Selon de nombreux spécialistes
qui se sont penchés sur la question, le
poids des cartables, dans certains cas,
peut peser jusqu’à 11 kilos, selon l’association
des parents d’élèves, ainsi
que les longues distances entre l’école
et la maison peuvent entrainer des scolioses,
mais également le mal de dos,
la fatigue et l’épuisement par suite du
rétrécissement de la cavité thoracique
pour contrebalancer le poids, entraînant
une pression sur les poumons. Les
diagnostics y ajoutent les déformations
du corps et l’apparition de bosses. Les
constats dressés soulignent que certains
de ces problèmes de santé ont
commencé à apparaître en grand nombre
chez les élèves du primaire, et que
ces symptômes sont une déformation
latérale de la colonne vertébrale (vers
la droite ou la gauche).
Pour rappel, en 2008, le ministère
de la Santé, de la Population et de la
Réforme hospitalière avait lancé un
programme national de dépistage de
la scoliose en milieu scolaire.

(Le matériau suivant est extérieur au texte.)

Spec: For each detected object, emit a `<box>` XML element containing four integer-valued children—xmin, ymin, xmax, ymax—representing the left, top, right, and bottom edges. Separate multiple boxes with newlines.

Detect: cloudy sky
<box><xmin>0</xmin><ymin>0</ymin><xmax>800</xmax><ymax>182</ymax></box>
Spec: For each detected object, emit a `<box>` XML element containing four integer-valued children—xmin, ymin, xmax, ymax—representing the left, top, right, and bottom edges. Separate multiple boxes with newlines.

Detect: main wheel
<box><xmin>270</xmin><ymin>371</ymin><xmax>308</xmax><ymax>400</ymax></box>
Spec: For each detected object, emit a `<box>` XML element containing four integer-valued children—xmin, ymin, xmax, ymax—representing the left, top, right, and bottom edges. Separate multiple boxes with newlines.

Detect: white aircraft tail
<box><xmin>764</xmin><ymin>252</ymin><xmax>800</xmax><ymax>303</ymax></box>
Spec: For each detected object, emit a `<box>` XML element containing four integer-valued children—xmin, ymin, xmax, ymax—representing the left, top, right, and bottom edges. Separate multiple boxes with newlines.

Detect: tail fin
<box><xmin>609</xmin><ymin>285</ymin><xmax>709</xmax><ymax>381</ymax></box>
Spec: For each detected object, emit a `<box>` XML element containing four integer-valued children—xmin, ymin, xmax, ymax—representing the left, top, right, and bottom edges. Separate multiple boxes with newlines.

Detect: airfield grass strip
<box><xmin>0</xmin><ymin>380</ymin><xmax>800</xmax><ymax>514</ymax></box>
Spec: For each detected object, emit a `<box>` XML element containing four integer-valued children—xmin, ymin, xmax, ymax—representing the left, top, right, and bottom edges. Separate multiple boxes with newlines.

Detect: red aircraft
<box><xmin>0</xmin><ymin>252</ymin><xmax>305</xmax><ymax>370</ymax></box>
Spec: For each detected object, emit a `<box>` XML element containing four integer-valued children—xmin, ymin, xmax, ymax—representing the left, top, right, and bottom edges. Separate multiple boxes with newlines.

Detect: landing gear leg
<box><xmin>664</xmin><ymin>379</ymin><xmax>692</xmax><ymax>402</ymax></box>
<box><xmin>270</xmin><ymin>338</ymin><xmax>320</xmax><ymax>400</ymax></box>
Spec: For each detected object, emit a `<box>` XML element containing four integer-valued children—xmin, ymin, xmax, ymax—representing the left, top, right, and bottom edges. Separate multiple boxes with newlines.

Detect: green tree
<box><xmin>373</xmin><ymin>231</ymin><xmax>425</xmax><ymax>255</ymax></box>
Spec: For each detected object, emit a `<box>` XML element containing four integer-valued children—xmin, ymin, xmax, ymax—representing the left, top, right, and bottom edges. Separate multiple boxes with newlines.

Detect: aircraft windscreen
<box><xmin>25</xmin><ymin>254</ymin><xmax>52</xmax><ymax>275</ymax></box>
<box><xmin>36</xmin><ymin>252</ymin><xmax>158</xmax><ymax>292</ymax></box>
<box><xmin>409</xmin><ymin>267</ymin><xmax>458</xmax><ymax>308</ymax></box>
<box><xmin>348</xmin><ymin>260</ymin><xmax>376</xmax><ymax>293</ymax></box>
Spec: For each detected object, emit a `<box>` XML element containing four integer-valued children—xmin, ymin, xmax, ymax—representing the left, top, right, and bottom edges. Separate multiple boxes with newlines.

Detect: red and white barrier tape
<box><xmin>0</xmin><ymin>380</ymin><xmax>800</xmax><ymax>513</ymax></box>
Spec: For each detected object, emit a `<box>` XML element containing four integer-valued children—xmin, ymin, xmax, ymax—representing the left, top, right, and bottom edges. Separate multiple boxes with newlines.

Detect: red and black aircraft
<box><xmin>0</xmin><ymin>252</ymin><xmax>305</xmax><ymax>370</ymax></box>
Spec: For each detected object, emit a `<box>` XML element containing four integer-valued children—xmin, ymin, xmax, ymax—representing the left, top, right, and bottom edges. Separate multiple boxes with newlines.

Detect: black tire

Jeudi
dernier, le ministre de l’Education nationale
Boubekeur Benbouzid, revenant
sur cet épineux problème, a affirmé
que les directeurs de l’éducation
des wilayas du pays étaient autonomes
dans l’équipement des écoles de
casiers pour les élèves afin de régler
le problème du poids du cartable.
Rappelons que le président de la Fédération
nationale des associations de
parents d’élèves avait demandé que
soit approuvé le projet « Pupitre » qui
permettra aux élèves de conserver
leurs fournitures et de n’emporter chez
eux que ce dont ils auront besoin. Un
souhait partagé par tous les parents
d’élèves et les potaches, en premier,
eux qui souffrent de devoir trimballer
plusieurs kilos de livres et de cahiers,
chaque jour, sur leur dos. La fédération,
faisant de ce problème de santé
une priorité, estime qu’il est préférable
de réduire la taille des manuels
scolaires de 50%, notamment durant
les premières années de l’école primaire.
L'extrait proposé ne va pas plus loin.